We all should be sitting at the edge of our seats in the next couple of months. Change is inevitable but the change agent may be questionable. To get psyched for this last stretch before the elections, I apply natural language processing (NLP) on this week’s first presidential debates with a focus on polarity in sentiment. Visualizations in this post include interactive candidate polarity graph and word clouds.
Let’s greet the candidates first via important words from the debate. Each candidate in this election had a unique speaking style and appear in their silhouettes. “Country”, “American(s)”, and “jobs” are common in most political candidates. I find it interesting that the center theme of keywords for candidate Clinton is “people”, while candidate Trump’s center focus is his signature prompt “look…[statement to the audience].”

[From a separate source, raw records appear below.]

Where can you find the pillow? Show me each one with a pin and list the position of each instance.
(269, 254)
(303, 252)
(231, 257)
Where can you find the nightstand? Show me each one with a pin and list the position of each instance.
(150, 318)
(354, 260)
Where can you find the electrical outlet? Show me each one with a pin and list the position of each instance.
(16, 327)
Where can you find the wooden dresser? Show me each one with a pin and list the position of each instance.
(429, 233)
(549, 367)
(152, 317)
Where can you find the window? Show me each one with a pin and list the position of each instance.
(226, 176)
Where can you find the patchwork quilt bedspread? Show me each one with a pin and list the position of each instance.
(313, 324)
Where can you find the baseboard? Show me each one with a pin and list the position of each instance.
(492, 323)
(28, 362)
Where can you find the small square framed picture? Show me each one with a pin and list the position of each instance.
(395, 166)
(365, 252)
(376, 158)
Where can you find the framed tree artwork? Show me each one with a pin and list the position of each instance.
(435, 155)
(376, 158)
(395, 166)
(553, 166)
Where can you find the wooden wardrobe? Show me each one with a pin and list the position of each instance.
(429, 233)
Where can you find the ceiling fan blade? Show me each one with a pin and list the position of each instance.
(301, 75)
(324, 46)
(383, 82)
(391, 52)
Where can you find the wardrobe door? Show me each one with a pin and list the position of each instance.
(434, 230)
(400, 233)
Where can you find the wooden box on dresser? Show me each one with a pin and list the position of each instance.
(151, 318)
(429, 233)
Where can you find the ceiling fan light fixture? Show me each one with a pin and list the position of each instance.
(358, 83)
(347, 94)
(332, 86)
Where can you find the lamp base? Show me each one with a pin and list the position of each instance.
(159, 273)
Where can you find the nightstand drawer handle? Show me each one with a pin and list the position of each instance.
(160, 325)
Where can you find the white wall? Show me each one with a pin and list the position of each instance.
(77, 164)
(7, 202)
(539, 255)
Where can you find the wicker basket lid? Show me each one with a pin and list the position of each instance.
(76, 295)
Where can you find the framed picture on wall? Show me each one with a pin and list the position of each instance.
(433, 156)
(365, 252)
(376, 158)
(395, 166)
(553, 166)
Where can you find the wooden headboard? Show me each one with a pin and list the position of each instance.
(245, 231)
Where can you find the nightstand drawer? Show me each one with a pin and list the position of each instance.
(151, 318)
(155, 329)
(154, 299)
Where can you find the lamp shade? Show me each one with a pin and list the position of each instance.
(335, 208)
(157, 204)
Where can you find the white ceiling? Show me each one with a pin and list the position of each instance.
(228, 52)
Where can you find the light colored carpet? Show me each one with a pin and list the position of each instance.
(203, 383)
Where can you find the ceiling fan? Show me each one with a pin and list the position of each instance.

Hello Candidates via Word Clouds
Candidate Sentiment Polarity during the Debate
The candidates sentences and word choices provides opportunities for us to analyzing their messages, thought processes, intellect, suitability, and etc (pretty much anything subjective or objective about the candidates). Sentiment polarity is extracted solely based on the word choice and sentence structure used by the candidates. It does not include insights on the impact of sentiment or polarity on the observer. In other words, the polarity of a candidate is a highly subjective and it’s reception by the observer hinges on context.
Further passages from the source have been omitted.